Some jumped to Swift’s defense, most notably “Game of Thrones” actress Sophie Turner, whose character Sansa Stark spent many seasons of the HBO show dealing with the unwanted advances of a creepy, powerful man.

HuffPost’s Tawny Engleman wrote a piece defending Time’s decision with the headline, “Wanting Taylor Swift Excluded From the Time Magazine Cover is Victim Silencing.”

“To me, her presence on that cover says that a woman’s voice shouldn’t only be as significant as her current likability,” she wrote. “You don’t have to be the good girl, the nice girl, the girl without faults … You don’t have to be any of those things to be a victim.”

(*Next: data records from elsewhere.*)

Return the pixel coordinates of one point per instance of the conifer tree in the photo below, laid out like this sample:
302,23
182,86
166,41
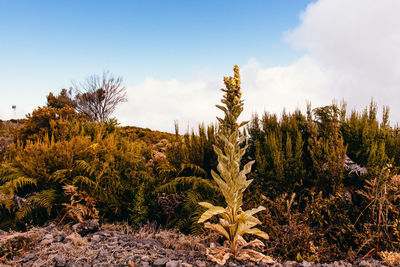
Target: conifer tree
234,222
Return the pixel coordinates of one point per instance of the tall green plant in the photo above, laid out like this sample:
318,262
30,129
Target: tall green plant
234,222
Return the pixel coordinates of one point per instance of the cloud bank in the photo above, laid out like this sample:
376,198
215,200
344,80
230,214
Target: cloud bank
351,52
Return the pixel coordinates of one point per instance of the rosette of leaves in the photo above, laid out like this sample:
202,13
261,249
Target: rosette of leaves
234,223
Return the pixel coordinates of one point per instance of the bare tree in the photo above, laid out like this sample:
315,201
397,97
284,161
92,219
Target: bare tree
98,96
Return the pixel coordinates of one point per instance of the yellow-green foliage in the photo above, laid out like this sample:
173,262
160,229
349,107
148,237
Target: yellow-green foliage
234,222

Vox’s Constance Grady wrote an explainer on the Swift controversy that laid out the pros and cons of her on the cover. She posited that even though Swift’s place on the cover “doesn’t quite feel as though it’s part of the cultural moment,” the pop star still went through a harrowing experience on behalf of all sexual assault and harassment victims.

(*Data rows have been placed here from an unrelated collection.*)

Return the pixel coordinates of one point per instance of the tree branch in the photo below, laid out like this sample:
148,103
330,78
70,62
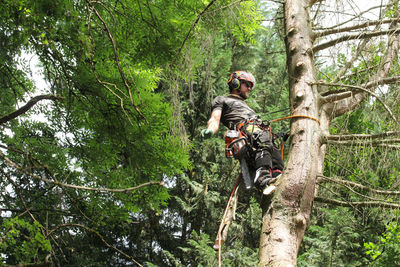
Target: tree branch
357,16
361,136
336,97
118,190
349,37
191,29
96,233
358,203
28,106
376,143
359,186
355,27
117,61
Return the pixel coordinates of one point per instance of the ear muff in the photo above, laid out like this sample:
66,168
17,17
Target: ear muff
234,83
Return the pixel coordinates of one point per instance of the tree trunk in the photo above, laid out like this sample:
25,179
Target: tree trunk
285,217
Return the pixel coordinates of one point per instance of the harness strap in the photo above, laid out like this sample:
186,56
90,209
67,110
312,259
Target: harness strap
297,116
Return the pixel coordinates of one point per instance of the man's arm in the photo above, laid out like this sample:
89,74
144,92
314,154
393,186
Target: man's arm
213,122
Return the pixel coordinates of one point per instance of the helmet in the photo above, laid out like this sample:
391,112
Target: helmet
237,76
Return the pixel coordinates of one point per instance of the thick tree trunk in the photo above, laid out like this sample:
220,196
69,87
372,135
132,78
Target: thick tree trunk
285,217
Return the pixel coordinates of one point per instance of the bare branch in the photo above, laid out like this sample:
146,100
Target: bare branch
349,37
355,27
359,186
116,58
98,235
312,2
336,97
358,203
191,29
377,143
357,16
361,136
28,106
117,190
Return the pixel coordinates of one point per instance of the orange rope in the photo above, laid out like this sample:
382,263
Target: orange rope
223,218
297,116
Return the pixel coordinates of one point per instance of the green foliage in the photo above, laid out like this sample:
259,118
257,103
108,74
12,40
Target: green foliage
23,242
386,251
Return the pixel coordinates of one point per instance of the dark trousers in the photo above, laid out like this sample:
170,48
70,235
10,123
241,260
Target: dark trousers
265,153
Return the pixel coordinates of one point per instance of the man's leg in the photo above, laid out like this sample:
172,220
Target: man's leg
277,162
263,165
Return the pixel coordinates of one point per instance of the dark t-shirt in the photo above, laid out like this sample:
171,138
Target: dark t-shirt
234,110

“[N]one of that changes the fact that Swift was a victim of assault who was then sued by her attacker, and that in order to get justice for her case, she had to sit through a humiliating, intrusive and public line of questioning,” Grady wrote. “And she handled those questions with aplomb, delivering endlessly quotable testimony that made it very clear that Mueller, and Mueller alone, was responsible for making the choice to assault her.”

Whether the motives behind Time electing to put Swift on its “Person of the Year” cover were altruistic, financial or a little of both, making her a prominent face of the #MeToo movement is bound to spark larger conversations about Swift’s allegedly opportunistic feminism and the general representation of the movement in the media.

Taylor, look what you made the media do.